Why the content of a pointer to char can be a string but I can't scanf a pointer to char without reserving memory?

Question

Why is the first option OK but the second option should use dynamic memory and the first doesn't?

//first option
char *p = "hello";
//second option
char *p;
scanf("%s",p);
//and introduce hello on the terminal

Answer 1

The pointer p in this declaration

//first option
char *p = "hello";

points to the first character of the string literal "hello" that is stored in memory as a character array of the type char[6] .

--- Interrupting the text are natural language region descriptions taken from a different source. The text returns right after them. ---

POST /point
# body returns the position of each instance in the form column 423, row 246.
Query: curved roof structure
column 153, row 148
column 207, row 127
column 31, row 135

You can imagine it the following way

char string_literal[] = "hello";
char *p = string_literal;

Only pay attention to that you may not change a string literal pointed to by a pointer. Any attempt to change a string literal results in undefined behavior. For example you may not write

char *p = "hello";
p[0] = 'H';

In this code snippet

//second option
char *p;
scanf("%s",p);

the pointer p is not initialized and has an indeterminate value. So the call of scanf invokes undefined behavior.

At least you could write for example

char s[6];
char *p = s;

scanf( "%s", p ); // or scanf( "%5s", p );

to enter the string "hello" ;

Or if to use sscanf referred in your comment to the question you could write

char s[6];
char *p = s;

sscanf( "hello", "%s", p );

Answer 2

Because in the first case the compiler allocates (usually) memory for the string in "static" memory. So p is pointing to storage that contains the string constant.

The second case, p is uninitialized, and points to nothing. So you have to allocate memory for it. The alternative to using heap-based allocation is to define like

char p[100];
scanf("%100s",p);

you are still allocating memory in this case, but on the stack. Either way, C strings (and pointers) need some valid memory area to point to, whether it is on the stack, heap, or static.

Answer 3

To do what you want in the second case, you would need to do it like this:

char *p;

printf("Enter a word: ");
scanf("%ms",&p);
printf("User entered '%s'\n",p);
free(p);

The m option to %s (in scanf ) tells scanf to allocate whatever memory is needed for the string. Read the scanf man-page for more details.